Are these 4 bugs or 6? Or is it uncertain whether the two comment
links are separate bugs?
As an aside, I recently wrote a built-in minimizer. I haven't really
Yes, I successfully hooked it up last week, though eventually I still need to read the code to understand the problem and minimize it further.
Also, I'm curious to hear about your testing setup. Are you using any
of our harness repository tools, or did you set up your own
infrastructure?
I didn't use the harness repo. One reason is that we are doing verification fuzzing, which requires it to run a generated program, then correlate the output with source location, then modify the AST, and run the modified program. This means the standard workflow doesn't quite work. We use AWS Batch as the environment to run the fuzzer, which is packaged in a Docker image.
How much have you been running your fuzzer (ballpark approximation)?
350000 programs per day. This is the number that I computed for Zvonimir a while back, so it might have changed.

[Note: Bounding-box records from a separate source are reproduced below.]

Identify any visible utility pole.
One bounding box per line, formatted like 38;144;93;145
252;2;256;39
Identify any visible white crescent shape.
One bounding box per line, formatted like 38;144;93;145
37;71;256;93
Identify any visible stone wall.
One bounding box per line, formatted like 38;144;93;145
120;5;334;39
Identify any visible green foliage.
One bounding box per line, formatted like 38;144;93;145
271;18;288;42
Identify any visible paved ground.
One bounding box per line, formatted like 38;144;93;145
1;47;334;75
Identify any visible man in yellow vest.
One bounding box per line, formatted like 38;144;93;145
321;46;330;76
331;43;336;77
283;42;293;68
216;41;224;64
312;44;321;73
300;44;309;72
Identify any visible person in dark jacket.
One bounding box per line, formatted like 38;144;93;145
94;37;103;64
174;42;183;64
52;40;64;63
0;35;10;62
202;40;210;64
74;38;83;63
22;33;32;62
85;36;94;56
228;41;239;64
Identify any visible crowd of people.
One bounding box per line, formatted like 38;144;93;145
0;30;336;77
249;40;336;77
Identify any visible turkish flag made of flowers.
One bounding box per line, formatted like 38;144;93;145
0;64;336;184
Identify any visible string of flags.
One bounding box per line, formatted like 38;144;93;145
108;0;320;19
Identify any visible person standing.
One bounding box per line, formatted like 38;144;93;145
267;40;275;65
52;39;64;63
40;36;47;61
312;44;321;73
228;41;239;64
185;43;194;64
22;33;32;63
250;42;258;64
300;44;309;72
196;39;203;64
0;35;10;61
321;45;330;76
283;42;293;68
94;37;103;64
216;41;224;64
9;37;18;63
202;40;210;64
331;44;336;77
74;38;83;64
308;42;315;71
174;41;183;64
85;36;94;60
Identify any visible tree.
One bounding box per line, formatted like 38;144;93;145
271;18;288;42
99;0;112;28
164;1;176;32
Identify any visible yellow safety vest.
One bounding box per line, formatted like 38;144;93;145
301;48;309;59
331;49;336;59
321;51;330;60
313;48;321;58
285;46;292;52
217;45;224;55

Have you spent much time doing things like adjusting weights?
Nope, not at all.
How big is your fuzzer (eg. LOC)?
My actual fuzzer is about 1KLOC (this is not pure Xsmith -- I defined some macros to make adding some constructs more concise). But there are other files too. The oracle is about 200LOC. The pretty printer is about 300LOC (I implement pretty printer separately, since I want to be able to perform tree surgery from the output of Xsmith). The output-source location correlation is about 300LOC.